Tag Archives: Premier

What one parent wrote to Premier Wynne

Leading up to the Ontario Liberal AGM held February 2-4, 2018, citizens were asked to share “what was on their mind” with the Premier. One Ontario parent sent us her letter to the Premier, focused on school buildings in this province. 

 

Dear Premier Wynne,

I thank you for the opportunity to let you know what is concerning my community. One of my children goes to a large elementary school in Ontario and I would like to say that the parents at the school can be confident that their kids are getting the best education in a quality school in our great country. However that is not the case. 

Instead, every parent at that school has spent years very worried about the overcrowding, poor air quality, fire safety and structural integrity of that school. In short, they are concerned for their children’s safety and how it impacts their learning.
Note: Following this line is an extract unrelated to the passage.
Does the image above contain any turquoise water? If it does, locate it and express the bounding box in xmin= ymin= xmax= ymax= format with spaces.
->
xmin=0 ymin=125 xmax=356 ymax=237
For a decade now, one of the many many urgent repairs needed on the building is the ‘standpipe system’. Imagine my surprise when I learned that that meant the fireman couldn’t hook their hoses into the upper floors of the building. Patch jobs over the years have meant almost every year at least one of the fire exits is blocked. One of the exits was boarded up for a week when an exterior staircase started to give way. For five years now, the front doors are mended frequently, as the panic bars often malfunction making it impossible to exit the building in an emergency.

Both of my children try to time their days so that they don’t need to use the washrooms at their schools. It is very common for stalls to be missing doors and for there to be no soap or hot water. I spoke to an architect recently who explained to me how easy it is to design a washroom that doesn’t break down and is also easy to hose down at the end of the day. 

My eldest attends a high school now. The staff and teachers are excellent and work hard. I watched 4 caretakers last week scrub floors until they were gleaming. That is gleaming between the cracks that have opened up in high traffic areas. The stairs are impossible to clean, as the surfaces of them have worn down to the point where there are no longer treads for safety. Paint peels off the lockers as the kids open them. They inhale paint chips, flakes from old ceiling panels and dirty air from ancient fans that are caked in a black substance which I can’t identify.

The teachers in the school wear their winter coats, but as that is technically banned in the school, my eldest now wears 4 layers of clothing and a sweater to try to get warm enough to concentrate. She tells us how hard it is to learn when you are cold.

I try not to think about it, and I don’t talk to my kids about it, but I am also very concerned with the age of their school buildings, how behind they are in repairs and a resulting structural failure.

I guess my question to you is what are you going to do to ensure that my children and the 2,500 other children in their schools are in safe buildings that don’t expose them to asbestos, dirty air, fire risks, poor air quality, lead in the water, extreme temperatures and worse.

Please DON”T tell me that you’ve improved the funding to the schools. I can read (as can the other parents) and I can see that the repair list is getting longer every year. It is clear to all of the parents at our schools that the school board is doing all they can, and that you need to do a lot more.

I am also a home owner and I know that I can’t put repairs off because they just create a bigger, more expensive job. Why has your government let repairs go this long? As a taxpayer, I want a government who is responsible with my taxes.

Please let me know the exact steps your government plans to take so that my children have any hope of a repaired, safe school before they graduate.

Asking Premier Wynne’s government to prioritize schools in this budget

In an open letter sent on January 29, Fix Our Schools requested a coordinated response to the following three questions by February 19 from Premier Wynne, Deputy Premier Matthews, Finance Minister Sousa, Infrastructure Minister Duguid, and Education Minister Sandals:

  • Will you, as a provincial government, release $1.7-billion to fix the critical and urgent disrepair the Auditor-General has confirmed exists in Ontario’s publicly funded schools?
  • Will you increase annual provincial funding for school maintenance to provide the $1.4-billion/year to school boards that the Auditor-General has identified is required to maintain Ontario’s publicly funded schools?
  • How will you address the remaining $13.3-billion of capital repair items that provincial governments have allowed to accumulate in Ontario’s publicly funded schools?

We received an entirely unsatisfactory response letter on the evening of February 19.

Premier Wynne and her government fail to explain how they are going to immediately address the $1.7-billion of critical and urgent disrepair that Ontario’s Auditor-General says exists in our children’s schools. Our provincial government also fails to explain how they will account for the gross and chronic underfunding of public schools in this province and ignores the question on whether they will increase annual provincial funding for school maintenance to the $1.4-billion/year that Ontario’s Auditor-General says is required to maintain our schools.

Disappointed with our provincial government’s response, Fix Our Schools will be publicly asking the three questions above yet again on Monday, February 22 at a press conference being held at Queen’s Park.